I mesi passano e dalla DaD si passa alla DDI rendendo, di fatto, la modalità telematica strutturale al sistema scolastico. Iniziano ad emergere anche le prime statistiche le quali dimostrano un elevato aumento del tasso di abbandono scolastico, specie fra gli studenti provenienti da un’estrazione sociale meno agiata che spesso si ritrovano a dover condividere il proprio dispositivo con i propri fratelli o con i propri genitori in smart-working o, in alcune situazioni, a non averne neanche il possesso.
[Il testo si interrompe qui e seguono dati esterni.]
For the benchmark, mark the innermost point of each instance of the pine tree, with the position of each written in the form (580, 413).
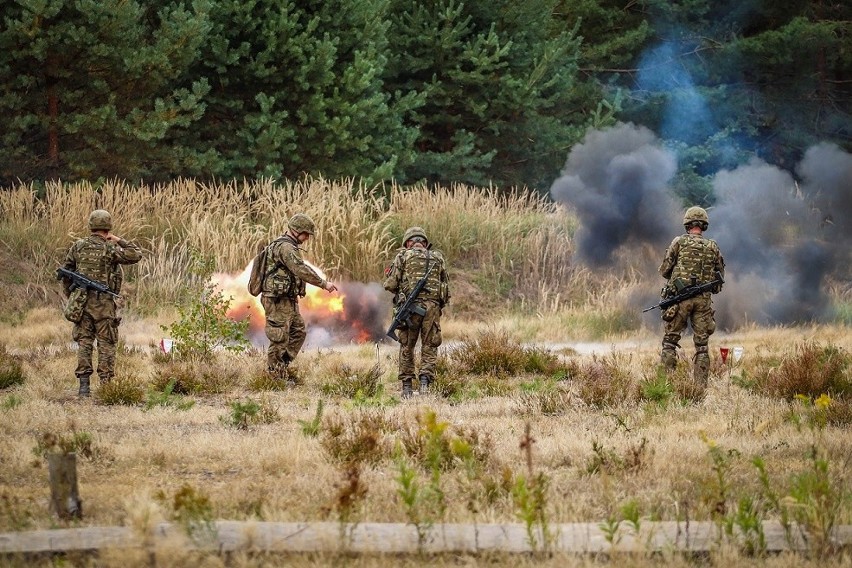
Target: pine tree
(87, 87)
(498, 79)
(296, 88)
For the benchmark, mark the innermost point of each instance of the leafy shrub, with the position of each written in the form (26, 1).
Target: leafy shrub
(120, 390)
(204, 325)
(347, 381)
(811, 370)
(11, 373)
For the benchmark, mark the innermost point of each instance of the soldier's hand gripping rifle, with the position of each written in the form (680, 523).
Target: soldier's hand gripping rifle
(80, 281)
(687, 293)
(408, 307)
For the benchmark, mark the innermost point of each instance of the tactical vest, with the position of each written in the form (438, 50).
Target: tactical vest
(414, 262)
(696, 257)
(280, 282)
(94, 260)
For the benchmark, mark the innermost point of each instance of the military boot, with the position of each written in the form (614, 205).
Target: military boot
(406, 388)
(668, 356)
(84, 391)
(425, 384)
(701, 366)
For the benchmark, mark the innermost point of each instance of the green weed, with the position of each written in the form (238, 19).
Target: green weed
(167, 398)
(124, 391)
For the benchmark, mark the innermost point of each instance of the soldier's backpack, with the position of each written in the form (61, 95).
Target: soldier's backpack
(258, 270)
(258, 273)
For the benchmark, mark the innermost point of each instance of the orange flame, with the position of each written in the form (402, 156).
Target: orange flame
(341, 316)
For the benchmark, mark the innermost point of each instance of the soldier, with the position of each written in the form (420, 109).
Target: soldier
(409, 266)
(98, 257)
(692, 258)
(286, 275)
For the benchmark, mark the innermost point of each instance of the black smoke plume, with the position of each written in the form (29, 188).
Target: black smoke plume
(782, 239)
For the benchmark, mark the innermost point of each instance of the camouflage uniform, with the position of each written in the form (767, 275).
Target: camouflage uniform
(691, 258)
(100, 260)
(286, 277)
(409, 266)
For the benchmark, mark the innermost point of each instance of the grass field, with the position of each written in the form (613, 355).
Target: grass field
(549, 407)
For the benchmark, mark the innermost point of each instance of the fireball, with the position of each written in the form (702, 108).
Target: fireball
(353, 314)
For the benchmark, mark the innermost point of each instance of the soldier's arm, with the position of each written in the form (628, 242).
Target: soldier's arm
(392, 279)
(126, 252)
(294, 263)
(670, 259)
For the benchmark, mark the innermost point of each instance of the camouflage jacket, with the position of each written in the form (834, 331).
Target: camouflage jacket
(691, 257)
(410, 265)
(286, 271)
(100, 260)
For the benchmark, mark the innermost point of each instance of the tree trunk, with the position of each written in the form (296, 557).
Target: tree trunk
(64, 495)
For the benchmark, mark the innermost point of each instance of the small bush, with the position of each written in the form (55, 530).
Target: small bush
(811, 370)
(120, 390)
(166, 397)
(347, 381)
(11, 373)
(245, 413)
(493, 352)
(545, 397)
(607, 381)
(194, 377)
(360, 439)
(76, 442)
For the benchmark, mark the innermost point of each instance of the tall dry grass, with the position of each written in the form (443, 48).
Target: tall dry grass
(511, 247)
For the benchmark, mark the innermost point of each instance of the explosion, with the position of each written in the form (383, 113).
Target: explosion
(354, 314)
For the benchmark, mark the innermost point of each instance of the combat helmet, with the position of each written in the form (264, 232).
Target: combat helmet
(100, 220)
(698, 215)
(301, 223)
(414, 232)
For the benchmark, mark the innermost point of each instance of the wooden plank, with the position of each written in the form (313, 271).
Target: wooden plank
(402, 538)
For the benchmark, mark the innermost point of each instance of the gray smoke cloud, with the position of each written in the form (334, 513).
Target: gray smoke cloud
(616, 180)
(781, 240)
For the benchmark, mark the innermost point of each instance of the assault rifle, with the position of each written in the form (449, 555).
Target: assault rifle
(687, 293)
(80, 281)
(408, 307)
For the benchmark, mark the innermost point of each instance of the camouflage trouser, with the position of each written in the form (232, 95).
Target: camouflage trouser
(699, 312)
(427, 328)
(285, 330)
(98, 323)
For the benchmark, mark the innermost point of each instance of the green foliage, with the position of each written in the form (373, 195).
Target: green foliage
(91, 88)
(166, 397)
(11, 372)
(204, 325)
(120, 390)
Le vacanze estive rappresentano un po’ una boccata d’aria per tutti: l’anno scolastico, sicuramente molto particolare, è finito lasciando il posto a quella classica leggerezza che accompagna tutti gli studenti nei famosi tre mesi di vacanze, che forse passano troppo in fretta. A settembre si torna a scuola, ma non tutti, solo un po’. E’ vero, il rientro a scuola c’è stato, ma non si è tornati a quella scuola a cui si era abituati. C’è sempre qualcosa di diverso, qualcosa che ricorda che l’incubo della pandemia non è ancora finito, ma è ancora lì a permeare le nostre vite.
I casi aumentano, spaventosamente, c’è chi inizia a parlare di seconda ondata e di quanto sia peggiore della prima. Iniziano i primi casi nelle classi, gli alunni e i professori vengono messi in quarantena preventiva: c’è qualcosa che non va. La scuola e tutto quello che vi ruota intorno non è pronta, non è preparata. E così, com’era prevedibile, gli studenti tornano a seguire le lezioni tramite computer, dopo un “rientro” durato solo poche settimane.
Il rientro a scuola è, ormai, già avvenuto. Ma siamo sicuri fosse la scelta giusta? Stiamo forse ricommettendo lo stesso errore?
Studenti e docenti sembrano convinti di sì. Ce lo hanno dimostrato protestando davanti ai propri istituti, affermando di star vivendo un “rientro senza sicurezza che rischia inevitabilmente di condannare la prospettiva di un rientro vero e proprio ad un altro fallimento, proprio come quello sperimentato a settembre“. E, in effetti, non hanno tutti i torti. Ad otto mesi di distanza, infatti, molti istituti non sono a norma e la rete dei trasporti pubblici, seppur potenziata, non è in grado di reggere il peso dello spostamento degli studenti necessario per raggiungere le proprie scuole.
Sarà un ulteriore fallimento o forse, questa volta, le cose andranno meglio?